You can keep your skyline shots. You can keep your CN Tower framed perfectly between glass condos. Bob’s not interested.
Bob went down the other Toronto.
The one behind the buildings.
The one that smells a little like garbage day and history at the same time.
The one Google Maps doesn’t recommend, but every street photographer secretly loves.
So I was out again, adding to the laneway project. Over 900 laneways deep now—yeah, I’ve been doing this longer than some condos have been standing—and I turned off a busy street and just… disappeared.
And that’s the thing with Toronto.
One step off the main road and boom—you’re in a completely different city.
First laneway—tight entrance, a pole right in the middle like it’s guarding the place. A parked SUV, graffiti tucked in the back, and that classic “nothing to see here” vibe.
But there is something to see.
There always is.
Then I keep going.
Now I’m in a stretch where the houses look like they forgot which decade they belong to. A red brick place with a little porch trying its best, wires hanging overhead like spaghetti, cars squeezed in like they’re playing Tetris.

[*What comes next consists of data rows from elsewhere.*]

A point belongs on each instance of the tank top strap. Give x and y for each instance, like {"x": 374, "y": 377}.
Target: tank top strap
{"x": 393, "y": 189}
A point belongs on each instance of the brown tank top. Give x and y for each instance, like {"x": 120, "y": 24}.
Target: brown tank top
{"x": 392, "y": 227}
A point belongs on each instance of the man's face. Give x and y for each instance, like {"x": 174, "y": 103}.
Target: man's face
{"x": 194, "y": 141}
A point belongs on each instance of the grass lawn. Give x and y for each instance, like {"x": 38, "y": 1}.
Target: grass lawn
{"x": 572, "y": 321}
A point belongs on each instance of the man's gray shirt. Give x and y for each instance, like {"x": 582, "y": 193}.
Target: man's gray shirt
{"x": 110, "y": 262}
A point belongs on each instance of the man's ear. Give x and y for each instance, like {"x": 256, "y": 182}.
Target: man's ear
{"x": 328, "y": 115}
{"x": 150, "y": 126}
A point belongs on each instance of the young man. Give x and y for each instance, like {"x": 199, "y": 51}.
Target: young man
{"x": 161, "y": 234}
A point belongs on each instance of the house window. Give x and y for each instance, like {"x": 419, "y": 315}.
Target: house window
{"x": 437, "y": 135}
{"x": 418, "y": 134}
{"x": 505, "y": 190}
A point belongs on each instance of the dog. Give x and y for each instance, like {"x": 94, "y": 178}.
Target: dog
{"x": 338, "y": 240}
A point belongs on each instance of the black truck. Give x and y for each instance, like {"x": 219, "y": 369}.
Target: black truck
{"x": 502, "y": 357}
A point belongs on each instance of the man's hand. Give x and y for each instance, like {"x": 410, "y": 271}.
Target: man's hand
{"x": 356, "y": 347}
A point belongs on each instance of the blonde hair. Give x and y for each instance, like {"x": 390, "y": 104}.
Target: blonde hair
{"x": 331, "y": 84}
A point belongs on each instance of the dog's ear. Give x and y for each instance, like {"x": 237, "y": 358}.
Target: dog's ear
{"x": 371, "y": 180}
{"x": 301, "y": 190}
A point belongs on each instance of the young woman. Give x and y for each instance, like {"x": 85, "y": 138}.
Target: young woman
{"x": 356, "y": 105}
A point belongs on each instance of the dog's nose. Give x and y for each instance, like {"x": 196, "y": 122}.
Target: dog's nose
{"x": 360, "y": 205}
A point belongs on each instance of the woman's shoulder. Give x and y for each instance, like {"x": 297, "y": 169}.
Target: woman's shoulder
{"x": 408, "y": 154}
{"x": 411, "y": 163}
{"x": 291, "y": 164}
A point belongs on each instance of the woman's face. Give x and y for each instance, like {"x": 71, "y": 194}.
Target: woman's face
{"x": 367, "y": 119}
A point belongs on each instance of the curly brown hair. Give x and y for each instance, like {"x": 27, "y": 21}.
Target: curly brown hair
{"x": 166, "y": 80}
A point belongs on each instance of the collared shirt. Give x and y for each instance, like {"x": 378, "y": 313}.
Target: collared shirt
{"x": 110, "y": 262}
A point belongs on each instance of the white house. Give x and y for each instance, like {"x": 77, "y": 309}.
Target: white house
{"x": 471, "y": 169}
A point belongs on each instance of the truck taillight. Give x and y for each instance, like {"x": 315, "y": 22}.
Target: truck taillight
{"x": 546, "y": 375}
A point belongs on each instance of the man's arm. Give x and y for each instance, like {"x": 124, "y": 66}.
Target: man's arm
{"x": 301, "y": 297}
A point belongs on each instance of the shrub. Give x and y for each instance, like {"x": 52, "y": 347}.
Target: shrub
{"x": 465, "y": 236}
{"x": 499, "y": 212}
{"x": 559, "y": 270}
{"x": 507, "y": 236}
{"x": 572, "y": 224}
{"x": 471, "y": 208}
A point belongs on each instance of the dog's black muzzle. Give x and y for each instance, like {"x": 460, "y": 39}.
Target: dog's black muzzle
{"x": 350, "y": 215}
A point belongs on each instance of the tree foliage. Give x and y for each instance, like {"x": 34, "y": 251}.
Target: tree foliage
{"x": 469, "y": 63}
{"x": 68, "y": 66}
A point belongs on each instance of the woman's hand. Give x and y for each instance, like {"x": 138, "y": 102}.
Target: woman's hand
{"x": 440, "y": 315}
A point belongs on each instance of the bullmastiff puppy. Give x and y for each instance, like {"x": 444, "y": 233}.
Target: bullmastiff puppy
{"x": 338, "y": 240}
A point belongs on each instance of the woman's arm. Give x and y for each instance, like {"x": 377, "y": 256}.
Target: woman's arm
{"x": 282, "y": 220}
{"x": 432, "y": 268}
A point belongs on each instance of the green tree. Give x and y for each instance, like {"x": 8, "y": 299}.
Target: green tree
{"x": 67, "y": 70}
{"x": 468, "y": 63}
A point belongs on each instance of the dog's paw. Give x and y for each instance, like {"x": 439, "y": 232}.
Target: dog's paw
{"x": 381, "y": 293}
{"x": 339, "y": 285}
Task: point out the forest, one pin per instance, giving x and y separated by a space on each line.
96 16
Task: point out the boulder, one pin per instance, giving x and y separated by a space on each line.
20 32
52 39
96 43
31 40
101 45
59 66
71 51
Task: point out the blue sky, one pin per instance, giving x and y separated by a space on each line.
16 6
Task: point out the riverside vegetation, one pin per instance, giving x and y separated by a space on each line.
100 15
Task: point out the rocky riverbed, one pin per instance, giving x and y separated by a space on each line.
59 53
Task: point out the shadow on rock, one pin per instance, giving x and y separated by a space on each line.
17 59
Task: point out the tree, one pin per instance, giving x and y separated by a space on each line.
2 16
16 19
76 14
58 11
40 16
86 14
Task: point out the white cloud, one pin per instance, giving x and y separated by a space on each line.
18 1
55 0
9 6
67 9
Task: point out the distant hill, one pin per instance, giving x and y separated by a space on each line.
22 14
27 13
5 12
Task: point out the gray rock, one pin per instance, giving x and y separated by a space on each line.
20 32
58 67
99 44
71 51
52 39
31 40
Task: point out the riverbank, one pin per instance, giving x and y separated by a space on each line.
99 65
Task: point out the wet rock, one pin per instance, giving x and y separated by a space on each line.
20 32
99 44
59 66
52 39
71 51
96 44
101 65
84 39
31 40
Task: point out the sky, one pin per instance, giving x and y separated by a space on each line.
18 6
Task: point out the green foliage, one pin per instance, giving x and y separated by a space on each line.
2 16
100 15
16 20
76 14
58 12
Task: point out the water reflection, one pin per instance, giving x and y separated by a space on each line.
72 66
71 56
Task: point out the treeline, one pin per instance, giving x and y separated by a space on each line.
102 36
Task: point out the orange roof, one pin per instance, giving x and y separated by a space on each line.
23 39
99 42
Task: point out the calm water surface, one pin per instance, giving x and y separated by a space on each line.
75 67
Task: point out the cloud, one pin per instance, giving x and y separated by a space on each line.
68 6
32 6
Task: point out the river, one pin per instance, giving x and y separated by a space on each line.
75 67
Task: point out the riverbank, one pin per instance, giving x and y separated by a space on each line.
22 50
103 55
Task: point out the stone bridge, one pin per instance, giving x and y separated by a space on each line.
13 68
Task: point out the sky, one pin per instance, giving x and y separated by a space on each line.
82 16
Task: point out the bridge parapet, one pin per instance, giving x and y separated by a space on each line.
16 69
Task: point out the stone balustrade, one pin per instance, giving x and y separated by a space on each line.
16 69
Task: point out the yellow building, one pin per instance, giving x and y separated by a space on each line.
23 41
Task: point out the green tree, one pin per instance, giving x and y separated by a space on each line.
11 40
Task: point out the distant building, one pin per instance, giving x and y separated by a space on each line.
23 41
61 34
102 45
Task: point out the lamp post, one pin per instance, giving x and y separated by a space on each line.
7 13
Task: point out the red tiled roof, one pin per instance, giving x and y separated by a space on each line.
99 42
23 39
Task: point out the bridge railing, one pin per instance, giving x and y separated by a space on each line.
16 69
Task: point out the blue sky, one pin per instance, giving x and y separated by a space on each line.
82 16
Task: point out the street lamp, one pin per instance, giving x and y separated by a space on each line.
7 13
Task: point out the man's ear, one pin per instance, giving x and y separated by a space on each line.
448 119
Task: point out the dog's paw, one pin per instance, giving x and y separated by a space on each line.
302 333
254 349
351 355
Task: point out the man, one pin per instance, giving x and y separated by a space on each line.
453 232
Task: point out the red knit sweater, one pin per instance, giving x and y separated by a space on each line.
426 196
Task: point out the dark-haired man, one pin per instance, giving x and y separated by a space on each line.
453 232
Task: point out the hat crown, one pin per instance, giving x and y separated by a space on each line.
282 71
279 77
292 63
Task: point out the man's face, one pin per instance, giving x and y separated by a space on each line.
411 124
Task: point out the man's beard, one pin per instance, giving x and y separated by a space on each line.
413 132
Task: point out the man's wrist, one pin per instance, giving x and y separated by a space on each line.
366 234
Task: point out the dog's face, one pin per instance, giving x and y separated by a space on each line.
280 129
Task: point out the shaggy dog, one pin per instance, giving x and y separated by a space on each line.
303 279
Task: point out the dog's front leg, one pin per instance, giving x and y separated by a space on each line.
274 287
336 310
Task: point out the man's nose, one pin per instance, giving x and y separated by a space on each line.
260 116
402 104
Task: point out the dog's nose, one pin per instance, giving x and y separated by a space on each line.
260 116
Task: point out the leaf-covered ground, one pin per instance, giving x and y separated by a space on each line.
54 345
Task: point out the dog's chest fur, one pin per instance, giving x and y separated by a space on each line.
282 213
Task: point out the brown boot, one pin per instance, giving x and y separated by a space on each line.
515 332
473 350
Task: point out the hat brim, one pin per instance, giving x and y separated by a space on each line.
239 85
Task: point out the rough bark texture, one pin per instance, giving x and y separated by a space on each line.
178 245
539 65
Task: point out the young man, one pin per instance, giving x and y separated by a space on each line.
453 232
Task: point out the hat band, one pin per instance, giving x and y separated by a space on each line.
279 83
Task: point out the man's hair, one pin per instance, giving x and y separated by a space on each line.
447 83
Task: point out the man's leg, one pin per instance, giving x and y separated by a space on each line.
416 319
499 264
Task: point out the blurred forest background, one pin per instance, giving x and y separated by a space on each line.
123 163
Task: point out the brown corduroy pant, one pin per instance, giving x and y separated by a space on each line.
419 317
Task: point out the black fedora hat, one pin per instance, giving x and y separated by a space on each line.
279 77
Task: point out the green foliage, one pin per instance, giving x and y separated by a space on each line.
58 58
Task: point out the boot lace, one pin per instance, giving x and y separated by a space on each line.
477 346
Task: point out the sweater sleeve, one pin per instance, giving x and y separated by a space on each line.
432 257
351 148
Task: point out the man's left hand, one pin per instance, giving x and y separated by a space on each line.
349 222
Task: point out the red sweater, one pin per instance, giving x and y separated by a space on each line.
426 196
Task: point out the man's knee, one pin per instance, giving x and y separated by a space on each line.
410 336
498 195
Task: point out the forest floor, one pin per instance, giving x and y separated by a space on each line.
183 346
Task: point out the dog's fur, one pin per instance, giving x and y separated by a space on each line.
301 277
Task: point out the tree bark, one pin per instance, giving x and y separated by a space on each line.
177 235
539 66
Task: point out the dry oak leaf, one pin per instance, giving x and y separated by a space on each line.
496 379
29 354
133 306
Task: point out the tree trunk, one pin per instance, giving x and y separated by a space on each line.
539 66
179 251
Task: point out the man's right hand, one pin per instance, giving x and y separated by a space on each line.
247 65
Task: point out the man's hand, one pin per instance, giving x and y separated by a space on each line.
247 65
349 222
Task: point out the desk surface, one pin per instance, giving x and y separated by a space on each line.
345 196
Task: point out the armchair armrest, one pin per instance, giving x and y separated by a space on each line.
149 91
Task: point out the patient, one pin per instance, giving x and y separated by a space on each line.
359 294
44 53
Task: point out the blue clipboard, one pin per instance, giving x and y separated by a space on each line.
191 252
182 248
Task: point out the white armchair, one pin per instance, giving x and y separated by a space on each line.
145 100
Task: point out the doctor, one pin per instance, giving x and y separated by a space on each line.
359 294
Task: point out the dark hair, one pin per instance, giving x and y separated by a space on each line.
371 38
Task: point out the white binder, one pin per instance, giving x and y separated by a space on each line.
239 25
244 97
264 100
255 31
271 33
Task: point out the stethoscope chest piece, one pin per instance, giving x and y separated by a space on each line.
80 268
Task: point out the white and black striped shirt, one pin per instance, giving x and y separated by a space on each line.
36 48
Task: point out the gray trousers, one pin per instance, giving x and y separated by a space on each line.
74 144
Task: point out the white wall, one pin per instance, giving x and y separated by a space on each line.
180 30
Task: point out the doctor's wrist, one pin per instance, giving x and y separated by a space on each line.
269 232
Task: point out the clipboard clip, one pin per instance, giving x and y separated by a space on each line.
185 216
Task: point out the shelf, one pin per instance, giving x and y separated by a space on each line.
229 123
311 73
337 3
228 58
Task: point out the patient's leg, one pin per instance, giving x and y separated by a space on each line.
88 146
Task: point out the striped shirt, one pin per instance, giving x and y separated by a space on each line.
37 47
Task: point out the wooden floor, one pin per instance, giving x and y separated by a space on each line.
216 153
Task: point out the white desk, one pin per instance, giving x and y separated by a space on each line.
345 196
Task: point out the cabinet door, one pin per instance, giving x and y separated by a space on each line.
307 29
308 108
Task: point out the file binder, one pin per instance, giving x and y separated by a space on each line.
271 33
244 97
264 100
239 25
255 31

No tourists here. No influencers doing outfit changes.
Just Toronto… being Toronto.
Next turn—opens up into a wider laneway.
Garages on one side, graffiti on the other, pavement cracked like it’s been through a few winters (because it has). This is where the city breathes. Where deliveries happen. Where people sneak out for a smoke. Where life happens off camera—except Bob brought the camera.
Then you hit one of those perfect laneways.
Narrow. Balanced. Brick house on one side, a random storefront on the other—“Lord Byron men’s hair” staring at you like you took a wrong turn in a novel.
This is where I stop.
This is where you take the shot.
Because this is the kind of scene nobody plans… but it tells the whole story.
And just when you think you’ve seen it all—boom—another one.
This one feels almost suburban. Clean lines, fences, a bit more space. Like Toronto is quietly experimenting with what it wants to be next.
But it’s still a laneway.
Still hidden. Still overlooked.
That’s what this project is really about.
Not just collecting photos.
Not just saying “hey look, another alley.”
It’s about documenting the real Toronto.
The one behind the restaurants.
Behind the shops.
Behind the stories people think matter.
Because one day, these laneways are going to change. They’ll get paved over, turned into “laneway suites,” cleaned up, modernized, and made Instagram-friendly.
And Bob will be standing there saying:
“Yeah… but you should’ve seen it before.”
So yeah… added a few more today.
No crowds. No press badge needed.
Just me, the camera, and the part of the city you were never meant to notice.
And honestly?
That’s exactly why it’s worth photographing.